Once the food is eaten, we will have none of the usual female occupations with which to pass the time. I will not regret for one moment the lack of needlework. I have always questioned the common belief that a woman’s hands must be kept busy. I decided years ago that this idea was devised by fathers and husbands to keep their female relations from meddling in matters they feel are the exclusive province of men.

And yet I cannot help but think with great longing of my normal routine. At Wainfleet House I’d be speaking with the cook about the day’s meals. After that, I’d work on the accounts, both household and business, as I am responsible for Kit’s enterprises while he is out of the country. That duty done, I often walk in the garden for exercise, even on cold January days like this one. Then, when there is time, I curl up on one of the gallery’s deep window seats and read. At home I have a small collection of favorite books, not one of them religious in nature.

And here in Colchester gaol? The recusant women who are my fellow prisoners—Catholics who recused themselves from attending Anglican church services in Queen Elizabeth’s England—spend many hours on their knees in prayer. We will circle our subterranean prison in a slow procession to break up the monotony and maintain our health.

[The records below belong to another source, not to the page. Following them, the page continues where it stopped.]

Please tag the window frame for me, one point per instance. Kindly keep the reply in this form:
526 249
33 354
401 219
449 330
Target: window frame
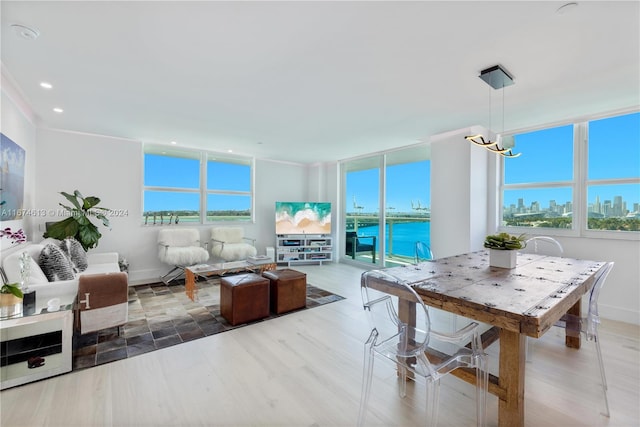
579 185
203 157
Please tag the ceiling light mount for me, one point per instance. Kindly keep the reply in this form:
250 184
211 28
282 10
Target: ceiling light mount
25 32
496 77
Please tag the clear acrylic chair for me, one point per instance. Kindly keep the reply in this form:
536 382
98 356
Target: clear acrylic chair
588 325
423 252
543 245
416 349
540 245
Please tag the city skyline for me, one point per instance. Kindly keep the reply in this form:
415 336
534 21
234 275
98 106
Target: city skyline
614 207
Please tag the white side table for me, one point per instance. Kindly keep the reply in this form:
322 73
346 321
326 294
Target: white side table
35 347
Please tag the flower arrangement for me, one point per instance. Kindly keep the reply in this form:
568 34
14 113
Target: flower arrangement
505 241
14 236
11 288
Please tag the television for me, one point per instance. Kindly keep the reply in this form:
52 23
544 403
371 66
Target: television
303 218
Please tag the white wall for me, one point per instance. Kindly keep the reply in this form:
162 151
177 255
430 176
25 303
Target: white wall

If I am fortunate, as they talk of their faith, which they believe I wish to share, they will tell me what I really want to know.

I cannot reveal the real reason I am here, or admit that I am only pretending to have been imprisoned for the crime of reading a forbidden Catholic book. To do so could well lead to another murder . . . and this time it might be mine.


The Finder of Lost Things is a standalone historical mystery set in Elizabethan England, released October 6, 2020.

“The Finder of Lost Things” is the name Blanche Wainfleet’s three sisters bestowed on her when they were young, not only for her ability to locate missing handkerchiefs and runaway pets, but also because she was so good at finding solutions to all manner of puzzles. Now, in the winter of 1590-1, twenty-eight-year-old Blanche, a London merchant’s wife whose husband is traveling abroad, is faced with a much more serious mystery, one she is desperate to solve.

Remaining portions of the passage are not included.